En 2006, le Canada s’était engagé à se retirer d’Afghanistan en 2009. La mission comportait un double volet : militaire et humanitaire. La Coalition avait fait de nombreuses déclarations pour aider la stabilisation et la reconstruction du pays. La participation canadienne a été prolongée, non sans opposition, jusqu’en 2011, avec une insistance sur le volet humanitaire. La communauté internationale a fait de nombreuses promesses qui ne se sont jamais réalisées et la corruption locale a su détourner une grande partie des milliards de dollars distribués par plusieurs pays. Et maintenant que l’année 2011 est à nos portes, le gouvernement conservateur Harper veut prolonger, encore une fois, la présence des troupes canadiennes, cette fois, non pas dans une mission de combat, mais plutôt dans une mission humanitaire d’accompagnement, de soutien et de formation d’une armée afghane, qui deviendra capable de s’assumer, comme par magie, en 2014.
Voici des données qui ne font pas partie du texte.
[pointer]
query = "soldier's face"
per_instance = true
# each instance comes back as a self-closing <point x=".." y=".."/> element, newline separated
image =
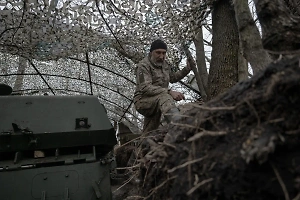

Tous les experts s’entendent pour dire que la guerre fut un échec lamentable et qu’il est illusoire de croire à la formation d’une armée afghane autonome d’ici 2014. Avec un tel constat, ne pourrions-nous pas sortir de ce bourbier dans lequel nous nous sommes enfoncés depuis 2001? Combien de jeunes soldats y seront encore sacrifiés à cause de l’entêtement et de l’irresponsabilité de nos dirigeants?
Bonne Année 2011 quand même!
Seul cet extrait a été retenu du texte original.